The new blueprint eliminates the plan for furlough days for state employees, including health workers. It also erases the proposed $14 million cut in grants to local Public Health departments.

Cuts to autism programs have been reduced. Morehouse and Mercer medical schools won’t face the steep reductions in state funding that were outlined in previous budgets.

Mental health and substance abuse programs generally will see significant cuts, but not as deep as those previously planned.

The Georgia Mental Health Consumer Network said it faces less serious cuts than were outlined during the week. The group runs five wellness and recovery centers for people with mental illness.

“We’re going to do our best to keep all five of them open,’’ said Sherry Jenkins Tucker of the organization, though funding from the state will be reduced by $1 million. “This is about all the people who depend on us every day to support them with recovery and wellness.’’

The Georgia Council on Developmental Disabilities praised the budget’s inclusion of more waivers that provide home and community-based services for people with disabilities.
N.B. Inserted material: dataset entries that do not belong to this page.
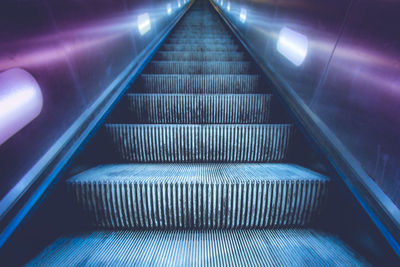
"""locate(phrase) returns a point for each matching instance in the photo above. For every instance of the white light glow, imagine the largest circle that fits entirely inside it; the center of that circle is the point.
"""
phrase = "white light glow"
(144, 24)
(169, 9)
(292, 45)
(243, 15)
(21, 101)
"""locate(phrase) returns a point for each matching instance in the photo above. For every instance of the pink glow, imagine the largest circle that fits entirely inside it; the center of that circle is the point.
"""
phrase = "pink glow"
(21, 101)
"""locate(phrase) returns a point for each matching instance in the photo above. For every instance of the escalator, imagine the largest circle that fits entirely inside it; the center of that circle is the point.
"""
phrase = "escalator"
(202, 173)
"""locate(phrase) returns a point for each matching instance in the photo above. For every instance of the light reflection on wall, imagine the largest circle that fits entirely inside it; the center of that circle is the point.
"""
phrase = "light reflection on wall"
(292, 45)
(144, 23)
(21, 101)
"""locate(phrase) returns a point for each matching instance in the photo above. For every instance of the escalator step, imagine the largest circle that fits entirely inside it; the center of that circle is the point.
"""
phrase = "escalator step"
(201, 143)
(209, 35)
(272, 247)
(200, 47)
(199, 67)
(194, 56)
(199, 195)
(200, 41)
(198, 84)
(199, 108)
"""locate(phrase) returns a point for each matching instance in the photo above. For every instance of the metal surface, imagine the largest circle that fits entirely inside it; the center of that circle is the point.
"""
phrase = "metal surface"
(344, 92)
(82, 66)
(287, 247)
(163, 196)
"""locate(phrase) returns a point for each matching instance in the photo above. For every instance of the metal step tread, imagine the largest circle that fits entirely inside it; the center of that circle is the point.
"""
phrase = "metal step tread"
(200, 56)
(200, 47)
(282, 247)
(199, 108)
(197, 83)
(200, 142)
(199, 195)
(200, 67)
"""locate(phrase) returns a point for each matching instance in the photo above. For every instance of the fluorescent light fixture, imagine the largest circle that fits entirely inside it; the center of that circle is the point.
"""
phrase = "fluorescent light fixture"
(292, 45)
(243, 15)
(21, 101)
(169, 9)
(144, 24)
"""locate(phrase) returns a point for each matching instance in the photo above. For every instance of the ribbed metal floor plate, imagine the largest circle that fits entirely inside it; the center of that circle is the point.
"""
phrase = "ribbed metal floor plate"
(198, 84)
(198, 56)
(199, 67)
(201, 143)
(251, 248)
(200, 47)
(200, 41)
(199, 108)
(199, 195)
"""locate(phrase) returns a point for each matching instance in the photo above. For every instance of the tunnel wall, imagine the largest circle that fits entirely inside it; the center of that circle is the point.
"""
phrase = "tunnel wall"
(78, 52)
(339, 63)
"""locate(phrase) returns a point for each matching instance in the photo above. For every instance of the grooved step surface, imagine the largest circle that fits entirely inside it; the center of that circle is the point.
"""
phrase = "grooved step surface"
(198, 56)
(199, 108)
(285, 247)
(198, 84)
(199, 67)
(201, 143)
(200, 47)
(198, 35)
(199, 195)
(200, 41)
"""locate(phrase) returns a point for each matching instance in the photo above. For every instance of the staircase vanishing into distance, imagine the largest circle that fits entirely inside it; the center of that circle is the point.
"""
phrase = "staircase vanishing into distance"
(203, 178)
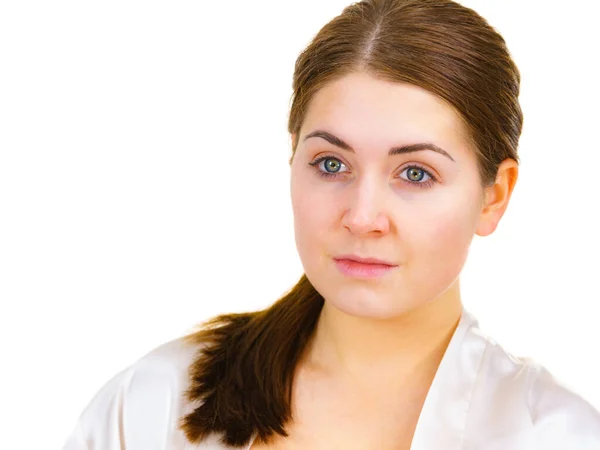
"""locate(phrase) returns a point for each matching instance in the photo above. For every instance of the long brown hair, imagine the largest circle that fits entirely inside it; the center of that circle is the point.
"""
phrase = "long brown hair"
(242, 377)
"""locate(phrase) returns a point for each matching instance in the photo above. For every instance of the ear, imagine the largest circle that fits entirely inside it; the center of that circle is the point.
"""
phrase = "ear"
(497, 196)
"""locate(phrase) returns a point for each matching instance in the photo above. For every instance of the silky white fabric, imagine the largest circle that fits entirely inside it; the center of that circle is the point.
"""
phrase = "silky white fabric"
(482, 398)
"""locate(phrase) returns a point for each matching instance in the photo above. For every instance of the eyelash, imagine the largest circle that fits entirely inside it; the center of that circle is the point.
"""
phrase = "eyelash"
(329, 175)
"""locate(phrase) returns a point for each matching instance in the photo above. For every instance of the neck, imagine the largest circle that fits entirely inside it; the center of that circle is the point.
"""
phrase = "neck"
(378, 352)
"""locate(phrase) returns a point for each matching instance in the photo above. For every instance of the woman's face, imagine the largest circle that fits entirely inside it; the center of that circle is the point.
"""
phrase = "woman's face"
(416, 210)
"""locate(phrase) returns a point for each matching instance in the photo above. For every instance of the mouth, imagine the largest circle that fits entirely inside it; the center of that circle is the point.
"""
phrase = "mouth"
(357, 267)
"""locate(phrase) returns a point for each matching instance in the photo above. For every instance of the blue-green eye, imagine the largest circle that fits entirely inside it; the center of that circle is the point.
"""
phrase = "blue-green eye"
(331, 166)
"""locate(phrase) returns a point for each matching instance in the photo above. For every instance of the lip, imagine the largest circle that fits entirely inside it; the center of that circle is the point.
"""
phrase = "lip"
(364, 260)
(355, 267)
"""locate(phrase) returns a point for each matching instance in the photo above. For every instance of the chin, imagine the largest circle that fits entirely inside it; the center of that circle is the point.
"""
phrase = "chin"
(361, 304)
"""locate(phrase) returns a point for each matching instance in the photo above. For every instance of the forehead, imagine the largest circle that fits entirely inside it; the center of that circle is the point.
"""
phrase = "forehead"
(375, 112)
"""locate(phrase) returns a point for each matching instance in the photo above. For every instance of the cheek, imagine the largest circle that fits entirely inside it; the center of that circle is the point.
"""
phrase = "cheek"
(443, 236)
(312, 217)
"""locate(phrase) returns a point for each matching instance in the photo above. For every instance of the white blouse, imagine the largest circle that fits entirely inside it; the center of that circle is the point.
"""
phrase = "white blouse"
(481, 398)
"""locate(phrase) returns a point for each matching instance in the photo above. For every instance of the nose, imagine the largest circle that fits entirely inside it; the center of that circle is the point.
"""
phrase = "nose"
(366, 211)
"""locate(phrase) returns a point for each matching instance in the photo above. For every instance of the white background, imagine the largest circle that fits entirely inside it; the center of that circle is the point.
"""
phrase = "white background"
(144, 188)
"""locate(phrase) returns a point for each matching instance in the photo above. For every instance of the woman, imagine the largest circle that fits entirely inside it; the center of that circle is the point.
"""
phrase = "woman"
(405, 125)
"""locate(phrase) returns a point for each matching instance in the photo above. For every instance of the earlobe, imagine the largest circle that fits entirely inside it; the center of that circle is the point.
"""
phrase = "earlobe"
(497, 196)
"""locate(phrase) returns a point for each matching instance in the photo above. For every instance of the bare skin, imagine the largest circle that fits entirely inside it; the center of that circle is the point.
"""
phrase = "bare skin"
(378, 343)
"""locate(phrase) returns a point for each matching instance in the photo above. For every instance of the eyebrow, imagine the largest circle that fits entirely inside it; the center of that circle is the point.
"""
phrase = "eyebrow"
(393, 151)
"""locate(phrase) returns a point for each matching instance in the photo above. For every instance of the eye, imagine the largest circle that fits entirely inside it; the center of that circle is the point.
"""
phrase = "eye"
(328, 166)
(415, 175)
The council, though, also said it “remains concerned about the deep cuts to services and supports for Georgians with developmental disabilities. We know people with developmental disabilities live in communities all across the state, and the safety net that public services provide makes all these communities more secure.’’

Polly McKinney of the group Voices for Georgia’s Children said lawmakers made “a few really smart and strategic additions’’ to the budget that will make a significant difference. She named the Medicaid coverage extension, a school-based health center in Irwin County, and the DFCS Afterschool Care Program, among others.

“All these things work together to keep children healthy both physically and mentally,’’ she said.